ÖHD Mêrdîn Şubesi tarafından, Marînê’deki polis-jandarma işkencesine dair yapılan açıklamada, ‘Ayrımcılık, nefret ve cezasızlık politikaları; işkence ve kötü muamele gibi ağır hak ihlallerinin temel sebebidir. Bu cezasızlık politikaları ve işkence uygulamaları derhal sonlandırılmalıdır’ denilerek, olayın takipçisi olunacağı belirtildi
Özgürlük için Hukukçular Derneği (ÖHD) Mêrdîn Şubesi, dün sabah saatlerinde Mêrdîn’in Nisêbîn (Nusaybin) ilçesine bağlı Marînê (Eskihisar) kırsal mahallesinde gerçekleşen ev baskınında yaşanan işkence suçlarına dair dijital medya platformu X hesabı üzerinden açıklama yayımladı.
‘İşkence, cinsel taciz, tehdit, hakaret, alıkoyma…’
Açıklamada, “Dün Nusaybin ilçesi Eskihisar Mahallesi’ndeki iki ayrı eve arama gerekçesiyle giden kolluk güçleri tarafından evde bulunan B.A. (15), H.A. (77), S.A. , R.A. , G.A. , Z.A. , A.A, Ş.A, A.A. , N.O. ve A.O.’ y’a yönelik işkence, cinsel taciz, tehdit, hakaret, aşağılama, haksız alıkoyma, nefret ve ayrımcılık sözleri ve eylemlerinde bulunulmuştur.
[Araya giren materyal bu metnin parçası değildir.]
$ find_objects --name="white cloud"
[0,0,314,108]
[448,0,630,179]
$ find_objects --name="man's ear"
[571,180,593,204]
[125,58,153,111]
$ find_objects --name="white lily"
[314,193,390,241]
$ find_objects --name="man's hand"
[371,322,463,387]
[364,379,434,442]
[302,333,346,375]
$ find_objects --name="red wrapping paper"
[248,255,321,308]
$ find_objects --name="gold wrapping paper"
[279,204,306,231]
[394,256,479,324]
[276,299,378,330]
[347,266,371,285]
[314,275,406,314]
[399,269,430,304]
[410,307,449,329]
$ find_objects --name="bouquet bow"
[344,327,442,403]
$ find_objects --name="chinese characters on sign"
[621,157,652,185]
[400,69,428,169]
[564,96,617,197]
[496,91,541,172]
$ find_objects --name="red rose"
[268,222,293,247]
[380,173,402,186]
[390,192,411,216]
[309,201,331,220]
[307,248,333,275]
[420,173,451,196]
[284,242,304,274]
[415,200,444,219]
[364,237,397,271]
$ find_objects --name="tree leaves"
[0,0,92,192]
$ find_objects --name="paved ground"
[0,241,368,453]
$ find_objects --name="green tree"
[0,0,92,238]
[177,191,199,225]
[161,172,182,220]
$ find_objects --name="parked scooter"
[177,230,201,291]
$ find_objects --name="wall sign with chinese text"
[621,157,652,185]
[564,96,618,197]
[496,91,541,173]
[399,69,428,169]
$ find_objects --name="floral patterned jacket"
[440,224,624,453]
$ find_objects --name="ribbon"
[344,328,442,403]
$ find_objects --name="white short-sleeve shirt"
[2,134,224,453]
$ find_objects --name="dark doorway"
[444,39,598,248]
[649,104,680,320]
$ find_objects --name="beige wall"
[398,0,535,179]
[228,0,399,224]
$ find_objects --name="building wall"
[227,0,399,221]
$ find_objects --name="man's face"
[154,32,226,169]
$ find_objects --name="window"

B.A.(15), R.A. , S.A. ve A.O’ya yönelik saatlerce süren bir şekilde vücudun çeşitli bölgelerini onlarca defa darp etmek, hakaret ve tehdit etmek şekliyle işkence yapılmıştır. Yine kadınlar G.A., H.A. (77), Z.A, A.A, A.A.’ya yönelik tehdit, nefret ve ayrımcılık, cinsel taciz ve hakaretlerde bulunulmuştur. H.A (77) Türkçe’yi bilmeyip anlamadığı ve Kürtçe konuştuğu gerekçesiyle hakaretlere maruz bırakılmış, Kürtçe konuşmaması gerektiği ikazında bulunulmuştur. Eve ayakkabılarla ve köpek eşliğinde girilmiş, evin tüm eşyaları dağıtılmış ve maddi zarar verilmiştir. 3-4 gün sonra tekrar gelip daha kötüsünün yapılacağını söylemişlerdir. B.A.(15), N.O ve G.A’nın haklarında gözaltı kararı olmamasına rağmen arama işlemi akabinde haksız alıkonularak karakola götürülmüş, 2 saate yakın karakolun kapısında araç içinde bekletilerek hiçbir işlem yapılmadan serbest bırakılmışlardır” denildi.
‘İşkence, sıradan bir cezalandırma yöntemi olarak uygulanmaktadır’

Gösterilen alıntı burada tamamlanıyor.